Businesses will be pleased to hear that the October memo puts all its emphasis on using retrospective review of regulations to achieve cost-savings and eliminate "annual paperwork burdens." A template report attached to the memo asks agencies to describe, quantify, and monetize anticipated cost-savings from these actions.
But, a year after the original request, the administration needs to even out this process: looking at the rules where the public benefit could be increased at low cost would also be wise. The goal of regulations is to maximize net benefits. Rolling back expensive and ineffective rules is one way to get there, but so is expanding inexpensive and effective programs. Obama's Executive Order provides a blueprint not only for improving businesses' bottom lines but for adopting beneficial regulations that protect the well-being of the American public.
The President unveiled his regulatory review measure in an op-ed in the Wall Street Journal saying:
...throughout our history, one of the reasons the free market has worked is that we have sought the proper balance. We have preserved freedom of commerce while applying those rules and regulations necessary to protect the public against threats to our health and safety and to safeguard people and businesses from abuse.
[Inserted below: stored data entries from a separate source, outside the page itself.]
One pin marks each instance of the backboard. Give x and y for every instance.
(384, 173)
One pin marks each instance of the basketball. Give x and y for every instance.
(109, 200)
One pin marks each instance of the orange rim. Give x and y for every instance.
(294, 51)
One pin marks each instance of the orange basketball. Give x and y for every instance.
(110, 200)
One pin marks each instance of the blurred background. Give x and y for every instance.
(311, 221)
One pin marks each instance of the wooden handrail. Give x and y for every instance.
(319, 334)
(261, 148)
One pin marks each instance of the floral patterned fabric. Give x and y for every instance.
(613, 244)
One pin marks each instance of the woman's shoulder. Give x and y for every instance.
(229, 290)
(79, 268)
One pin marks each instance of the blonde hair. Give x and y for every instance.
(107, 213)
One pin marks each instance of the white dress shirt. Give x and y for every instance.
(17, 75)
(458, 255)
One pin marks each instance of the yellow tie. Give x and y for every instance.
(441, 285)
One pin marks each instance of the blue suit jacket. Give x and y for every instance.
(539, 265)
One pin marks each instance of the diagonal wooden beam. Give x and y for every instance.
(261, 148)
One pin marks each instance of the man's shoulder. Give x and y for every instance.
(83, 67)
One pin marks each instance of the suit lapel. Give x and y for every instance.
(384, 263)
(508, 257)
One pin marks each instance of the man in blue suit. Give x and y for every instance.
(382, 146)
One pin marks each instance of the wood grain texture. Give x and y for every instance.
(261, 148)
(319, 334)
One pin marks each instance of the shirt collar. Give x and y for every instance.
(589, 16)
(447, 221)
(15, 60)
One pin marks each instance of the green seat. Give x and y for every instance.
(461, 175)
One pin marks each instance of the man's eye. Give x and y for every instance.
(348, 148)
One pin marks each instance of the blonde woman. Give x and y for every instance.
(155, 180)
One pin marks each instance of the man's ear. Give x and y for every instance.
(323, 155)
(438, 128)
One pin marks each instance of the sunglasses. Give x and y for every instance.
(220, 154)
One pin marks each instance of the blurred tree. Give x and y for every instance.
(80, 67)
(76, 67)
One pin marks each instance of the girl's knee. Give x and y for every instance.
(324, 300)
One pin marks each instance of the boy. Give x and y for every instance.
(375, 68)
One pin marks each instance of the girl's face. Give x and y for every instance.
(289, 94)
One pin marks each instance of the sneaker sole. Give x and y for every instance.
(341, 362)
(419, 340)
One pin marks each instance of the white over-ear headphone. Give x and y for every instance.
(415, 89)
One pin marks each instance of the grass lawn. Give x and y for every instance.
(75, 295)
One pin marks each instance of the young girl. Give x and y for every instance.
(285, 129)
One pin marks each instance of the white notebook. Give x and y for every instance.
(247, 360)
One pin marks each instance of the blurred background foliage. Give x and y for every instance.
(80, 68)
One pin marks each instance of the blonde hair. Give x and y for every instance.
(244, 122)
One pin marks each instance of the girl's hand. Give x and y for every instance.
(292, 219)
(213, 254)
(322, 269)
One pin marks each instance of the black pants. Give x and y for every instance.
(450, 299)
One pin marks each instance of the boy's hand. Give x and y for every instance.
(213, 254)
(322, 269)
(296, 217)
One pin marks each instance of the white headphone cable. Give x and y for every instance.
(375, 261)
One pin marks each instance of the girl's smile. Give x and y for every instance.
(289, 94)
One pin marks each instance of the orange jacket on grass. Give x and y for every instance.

Up to this point, that balance has not been seen. While some rules are overly burdensome and have to go, there are others that deliver major benefits for low costs and should be expanded.
There are several areas where retrospective analysis that has been done has shown successes that can be built on. When EPA examined the effects of its acid rain trading program, they found that those environmental protections (signed into law by President George H.W. Bush) delivered massive economic benefits in excess of compliance costs, by saving tens of thousands of lives and preventing hundreds of thousands of lost work days. Part of the reason was the cap-and-trade model, which EPA has tried (with some limited success) to duplicate in other areas.
Analysis that has been done on early childhood education has shown huge benefits to certain programs. In Michigan, a Head Start program has seen serious success, with students that went through the program earning 11 to 34 percent more and having fewer run-ins with the law in the future. This program costs the state $15,827 per participant, but it returns $12.90 for each dollar invested. Rules announced by the Obama Administration in the first week of this month help ensure that those successes are replicated across the country, by requiring Head Start programs to compete on the basis of how well they put similar practices in place.
In contrast, states and the federal government spend billions of dollars on the criminal justice system, but there is scant analysis of the cost-effectiveness of different approaches to crime control and public safety. While the Environmental Protection Agency and Department of Health and Human Services dedicate 7 percent of their budgets to research, the Department of Justice spends two-tenths of a percent to see how well tax dollars are being spent. There is a wealth of potential data -- information on sentences, crime statistics, and information from other government bodies (like child welfare agencies) -- that can be used to help policymakers understand what government policies and programs work, and which are just throwing money down the drain.
These and other types of programs are ripe for retrospective review. While some policies might be unjustified, deeper examination can find areas where expansion and duplication are valuable. Many programs that are sometimes decried as wasteful uses of taxpayer dollars actually deliver massive economic benefits to the American public.
So while the Obama Administration has given the business community quite a bit to celebrate when it comes to retrospective review, at some point they must reckon with the other side of the coin. Weeding out old and outdated regulations makes sense. But so does keeping and expanding programs that could be working even harder.